Le cambió la cara y me miró con cautela.
– ¿De qué se trata?
No me molesté en contestar.
Salí del despacho y recorrí todo el primer piso, echando un vistazo en todas las oficinas que encontraba, incluso en el lavabo de caballeros. Un hombre en traje y corbata, y con cara de susto, se estaba dando la sacudida que elimina las últimas gotas.
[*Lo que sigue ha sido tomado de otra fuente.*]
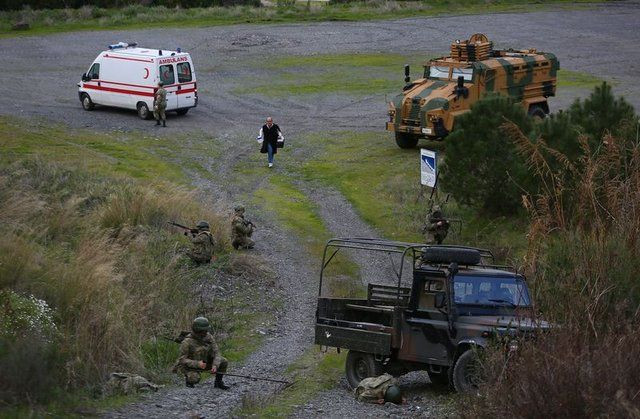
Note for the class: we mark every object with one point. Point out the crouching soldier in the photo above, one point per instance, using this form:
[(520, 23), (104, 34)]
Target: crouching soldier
[(380, 390), (241, 230), (436, 227), (199, 352), (202, 243)]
Me dio una envidia… Si hubiese una pizca de justicia en el mundo, las mujeres tendrían lo que cuelga y los hombres cargarían con el suplicio de tener que poner papel higiénico en la taza.
– Perdón -dije-. Me he equivocado -y volví a cerrar la puerta. Encontré las escaleras de atrás al otro lado de una puerta con un rótulo que decía salida de emergencia. Bajé los peldaños de dos en dos, pero cuando llegué al aparcamiento no vi el menor rastro de Ken ni tampoco ningún vehículo que se alejara.
Volví al VW, abandoné el área del establecimiento y giré a la izquierda para acceder a Faith en dirección a la sección norte de State Street. El motel de Curtis McIntyre estaba a menos de dos kilómetros. El barrio abundaba en restaurantes de comida rápida, lavacoches, establecimientos de electrodomésticos rebajados y un surtido de tiendas pequeñas al por menor, entre ellas algún complejo de oficinas. Nada más cruzar el Cutter Road Mall vi a la derecha el acceso norte de la autopista. Strate Street doblaba a la izquierda y a lo largo de dos o tres kilómetros discurría en sentido paralelo a la autopista.
El Thrifty Motel estaba cerca del empalme de State Street con la autopista de dos carriles que se perdía en las montañas del norte. Giré bruscamente a la izquierda para acceder al aparcamiento de grava del motel. Aparqué en la plaza vacía que había delante de la habitación de Curtis. Casi todas las habitaciones de la L estaban iluminadas y el aire olía al denso perfume que emite el beicon frito, las hamburguesas fritas, el lomo de cerdo frito y las salchichas fritas. Los telediarios y la música country a todo volumen competían por monopolizar el espacio auditivo humano. Las ventanas de Curtis estaban a oscuras y nadie respondió cuando llamé a la puerta. Probé en la habitación de al lado. El individuo que me abrió tenía cuarenta y tantos años, ojos azules luminosos, pelo cortado al estilo plato hondo y una barbita que parecía la típica pelusa que se queda enredada en los peines.
– Busco al de la habitación contigua. ¿Le ha visto?
– ¿Curtis? Se ha ido.
– ¿Sabe adónde?
– Hoy no es mi día de vigilancia.
Saqué una tarjeta y un boli. Escribí unas palabras para Curtis, diciéndole que me llamara lo antes posible.
– ¿Podría darle esto?
– Si le veo… -dijo y cerró la puerta.
Saqué otra tarjeta, escribí lo mismo y la deslicé por debajo de la puerta de Curtis, que ostentaba el número 9. El rótulo de neón del motel parpadeaba cuando crucé andando el aparcamiento, camino de la oficina de recepción. Las palabras Thrifty Motel se habían escrito con un color verde chorreante y las moscas zumbaban pegadas a la tela metálica que cubría la ventana. La puerta de la oficina, cuya mitad superior era de vidrio, estaba abierta, y en uno de los listones de plástico de la persiana veneciana que la cubría habían incrustado un rótulo que decía completo.
El mostrador y la pequeña zona que se abría detrás, estaban vacíos. Más allá había una puerta entornada y vi luz en las habitaciones reservadas por lo general al encargado del establecimiento. El aludido se entretenía al parecer viendo una telecomedia, ya que cada diez segundos el aire se llenaba de risas programadas. Una de cada tres carcajadas era del género ruidoso, y no costaba imaginar al ingeniero de sonido sentado ante la correspondiente consola de mandos y moviendo la palanca hacia las distintas indicaciones: risa, silencio, risa, silencio, MUCHA RISA.